9. The rewards are always over the horizons, and academics are generally quite poor at celebrating success
One of the hardest things about doctoral research (indeed all research that I’ve been involved in), is the feeling that you never quite get there. You want to get admitted into the program. Great, but now you’ve got to work on your full proposal. Pass that – awesome! But now the dreaded ethics committee… and so it goes on. The day you finally press print on your thesis isn’t the wondrous moment you thought it would be – you’ve still got to get it bound and submitted, and to wait for the examination reports or your viva. If you’re lucky enough to have a viva, you might get a brief moment of celebration, but there’s probably at least a few typos to correct. By the time you graduate, you’ve moved on and the whole thing seems so far away you’ve forgotten what it was like. It pays to note this, and also to note that many academic workplaces struggle (I’m not sure why) to really mark and celebrate success. Don’t expect lots of warm hugs, pats on backs, champagne corks popping etc (either physically or metaphorically). Be ready to jump the hurdles, land, and keep going. Better still, get involved in peer communities and make it a point to celebrate successes together.
10. The academic job that involves teaching and researching on your PhD topic doesn’t exist, and if it does, someone else will get it anyway.

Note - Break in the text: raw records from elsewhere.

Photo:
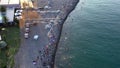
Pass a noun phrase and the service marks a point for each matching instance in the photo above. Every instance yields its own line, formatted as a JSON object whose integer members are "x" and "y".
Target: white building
{"x": 10, "y": 8}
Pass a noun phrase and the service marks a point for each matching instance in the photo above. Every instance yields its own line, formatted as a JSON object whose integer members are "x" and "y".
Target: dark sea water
{"x": 93, "y": 36}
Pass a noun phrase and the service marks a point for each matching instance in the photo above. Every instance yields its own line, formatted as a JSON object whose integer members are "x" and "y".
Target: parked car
{"x": 27, "y": 30}
{"x": 18, "y": 17}
{"x": 26, "y": 35}
{"x": 18, "y": 14}
{"x": 19, "y": 11}
{"x": 27, "y": 25}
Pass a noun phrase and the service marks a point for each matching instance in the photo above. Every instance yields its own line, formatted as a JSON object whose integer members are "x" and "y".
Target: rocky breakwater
{"x": 66, "y": 7}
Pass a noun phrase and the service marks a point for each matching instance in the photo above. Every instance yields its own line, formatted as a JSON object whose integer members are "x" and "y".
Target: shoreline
{"x": 61, "y": 27}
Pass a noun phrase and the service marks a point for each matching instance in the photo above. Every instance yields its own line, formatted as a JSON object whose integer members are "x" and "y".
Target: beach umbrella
{"x": 3, "y": 44}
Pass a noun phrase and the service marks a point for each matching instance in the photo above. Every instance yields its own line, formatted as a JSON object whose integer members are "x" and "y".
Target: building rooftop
{"x": 9, "y": 2}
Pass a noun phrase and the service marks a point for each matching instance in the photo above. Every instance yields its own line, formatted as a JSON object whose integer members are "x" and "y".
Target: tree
{"x": 3, "y": 44}
{"x": 2, "y": 8}
{"x": 5, "y": 20}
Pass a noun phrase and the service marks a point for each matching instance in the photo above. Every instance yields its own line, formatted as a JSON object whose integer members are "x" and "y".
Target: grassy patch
{"x": 11, "y": 36}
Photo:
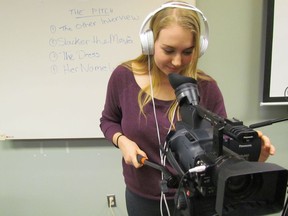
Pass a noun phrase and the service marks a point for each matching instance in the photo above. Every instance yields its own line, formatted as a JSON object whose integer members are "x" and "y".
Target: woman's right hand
{"x": 130, "y": 150}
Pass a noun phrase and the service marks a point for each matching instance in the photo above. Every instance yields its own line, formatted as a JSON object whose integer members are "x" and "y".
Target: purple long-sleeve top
{"x": 122, "y": 114}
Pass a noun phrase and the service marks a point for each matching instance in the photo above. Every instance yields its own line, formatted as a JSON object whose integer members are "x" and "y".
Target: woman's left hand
{"x": 267, "y": 148}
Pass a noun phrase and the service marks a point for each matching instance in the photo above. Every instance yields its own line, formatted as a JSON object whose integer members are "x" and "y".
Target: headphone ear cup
{"x": 147, "y": 42}
{"x": 203, "y": 45}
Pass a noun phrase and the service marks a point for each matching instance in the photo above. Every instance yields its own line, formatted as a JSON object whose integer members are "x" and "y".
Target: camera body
{"x": 233, "y": 183}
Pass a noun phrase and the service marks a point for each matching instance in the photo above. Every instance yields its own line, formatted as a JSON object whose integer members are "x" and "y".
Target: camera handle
{"x": 169, "y": 180}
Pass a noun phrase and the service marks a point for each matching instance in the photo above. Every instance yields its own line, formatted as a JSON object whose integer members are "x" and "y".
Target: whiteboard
{"x": 275, "y": 88}
{"x": 56, "y": 58}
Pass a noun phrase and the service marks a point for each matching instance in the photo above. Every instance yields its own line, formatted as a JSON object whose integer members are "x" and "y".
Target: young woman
{"x": 141, "y": 107}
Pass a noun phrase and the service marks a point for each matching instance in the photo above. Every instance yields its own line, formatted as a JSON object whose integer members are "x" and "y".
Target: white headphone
{"x": 146, "y": 36}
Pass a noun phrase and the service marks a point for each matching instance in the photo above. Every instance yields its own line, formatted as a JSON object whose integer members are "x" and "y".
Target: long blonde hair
{"x": 187, "y": 19}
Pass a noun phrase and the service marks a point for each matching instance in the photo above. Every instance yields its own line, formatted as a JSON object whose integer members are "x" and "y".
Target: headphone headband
{"x": 147, "y": 39}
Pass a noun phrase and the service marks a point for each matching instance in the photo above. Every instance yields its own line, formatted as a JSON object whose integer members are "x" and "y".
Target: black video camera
{"x": 232, "y": 182}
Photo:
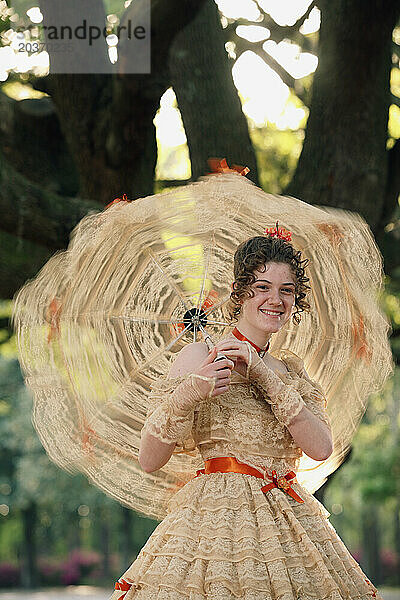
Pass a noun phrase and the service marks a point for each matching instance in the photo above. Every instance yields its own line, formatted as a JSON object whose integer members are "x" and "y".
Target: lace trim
{"x": 284, "y": 549}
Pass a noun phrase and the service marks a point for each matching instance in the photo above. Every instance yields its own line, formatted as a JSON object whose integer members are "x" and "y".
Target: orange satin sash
{"x": 229, "y": 464}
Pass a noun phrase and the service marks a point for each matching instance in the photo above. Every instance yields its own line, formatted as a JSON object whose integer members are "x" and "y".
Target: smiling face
{"x": 274, "y": 295}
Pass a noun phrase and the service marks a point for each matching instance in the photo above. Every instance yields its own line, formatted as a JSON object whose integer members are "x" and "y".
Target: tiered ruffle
{"x": 224, "y": 539}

A PhD is an incredible opportunity to follow or create a path of your own choosing, and should be valued and preserved as such. If you’re thinking of academic work, bear in mind the paths are pretty much chosen for you by things like job descriptions. And you’ve a better chance of winning the lottery without buying a ticket than you have of a head of department somewhere dreaming up a position description that has you written all over it. The good news is, that doesn’t matter too much if you’re willing to be flexible. By flexible I mean: teach horrible first year / 101 courses in an area you don’t know much about; join a research project based more on your skills than your substantive expertise; relocate geographically etc. Often one form of flexibility is enough to open up opportunities – if you can’t move physically, then be flexible in other ways.
If by some remarkable twist of fate a job does come up that seems to be written just for you, slap yourself in the face (metaphorically, perhaps): chances are, they had someone else in mind actually. This situation is likely a symptom of you being in a trendy area where there’s lots of buzz, hence the job being described that way in the first place. Also alas, hoards of other Nobel Prize-winning scholars with stellar track records and global networks that make the UN look like a no-mates loner. So when you don’t get THAT job, don’t dismay. Join the rest of us who have to be flexible.